Cyclin D1 over-expression correlates with beta-catenin activation, but not with H-ras mutations, and phosphorylation of Akt, GSK3beta and ERK1/2 in mouse hepatic carcinogenesis

Abstract

Mutational activation of β-catenin and cyclin D1 over-expression are a frequent change in mouse hepatic tumors. Although activated β-catenin may bind to T cell factor (TCF) family members and transcriptionally activate the cyclin D1 gene, either β-catenin or cyclin D1 may be activated by various pathways independently of β-catenin mutations. In this study, we investigated β-catenin activation and mutations, cyclin D1 expression, H-ras mutations and phosphorylation of extracellular signal regulated protein kinases 1/2 (ERK1/2), Akt and glycogen synthetase kinase 3β (GSK3β) in mouse hepatic carcinogenesis.
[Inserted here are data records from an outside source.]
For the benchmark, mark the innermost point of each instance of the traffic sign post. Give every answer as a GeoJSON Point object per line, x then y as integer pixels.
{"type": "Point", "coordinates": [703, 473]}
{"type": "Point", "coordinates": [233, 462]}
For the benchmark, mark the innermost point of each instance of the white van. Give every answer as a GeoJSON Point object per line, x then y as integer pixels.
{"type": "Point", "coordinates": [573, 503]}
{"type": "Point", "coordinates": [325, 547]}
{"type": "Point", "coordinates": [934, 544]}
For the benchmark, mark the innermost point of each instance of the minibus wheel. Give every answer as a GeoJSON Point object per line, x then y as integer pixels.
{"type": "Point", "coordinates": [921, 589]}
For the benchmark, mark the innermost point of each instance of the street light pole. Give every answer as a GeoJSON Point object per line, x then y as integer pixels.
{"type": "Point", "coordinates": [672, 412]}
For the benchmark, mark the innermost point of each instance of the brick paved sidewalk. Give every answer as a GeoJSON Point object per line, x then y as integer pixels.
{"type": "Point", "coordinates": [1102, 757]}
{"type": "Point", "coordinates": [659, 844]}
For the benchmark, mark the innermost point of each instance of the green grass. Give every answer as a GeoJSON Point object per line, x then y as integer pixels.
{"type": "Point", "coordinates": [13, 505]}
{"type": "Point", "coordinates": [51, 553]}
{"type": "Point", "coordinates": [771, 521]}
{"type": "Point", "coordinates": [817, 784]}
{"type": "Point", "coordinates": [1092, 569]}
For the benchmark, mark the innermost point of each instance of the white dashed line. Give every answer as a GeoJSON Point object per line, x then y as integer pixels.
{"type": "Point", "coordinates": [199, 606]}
Nuclear/cytoplasmic staining of β-catenin, a sign of β-catenin activation, was frequently observed in association with the high nuclear cyclin D1 labeling index in the hepatic tumors at the late stage of carcinogenesis. The β-catenin activation was further suggested by the fact that all hepatocellular carcinoma (HCC) cell lines examined showed the nuclear β-catenin/TCF4 complex together with cyclin D1 over-expression. However, the fact that only 31.8% (7/22) of the lesions with the nuclear/cytoplasmic β-catenin staining showed β-catenin mutations indicated that β-catenin was activated not only by its own mutations but also by other reason(s). On the other hand, there was no correlation between the β-catenin/cyclin D1 activation and the H-ras mutations or phosphorylation of Akt, GSK3β and ERK1/2, although GSK3β was frequently over-expressed in the tumors. These results indicate that, although β-catenin and cyclin D1 activation are well correlated, the Akt/GSK3β and ras/ERK1/2 pathways may not play a major role in the β-catenin/cyclin D1 activation.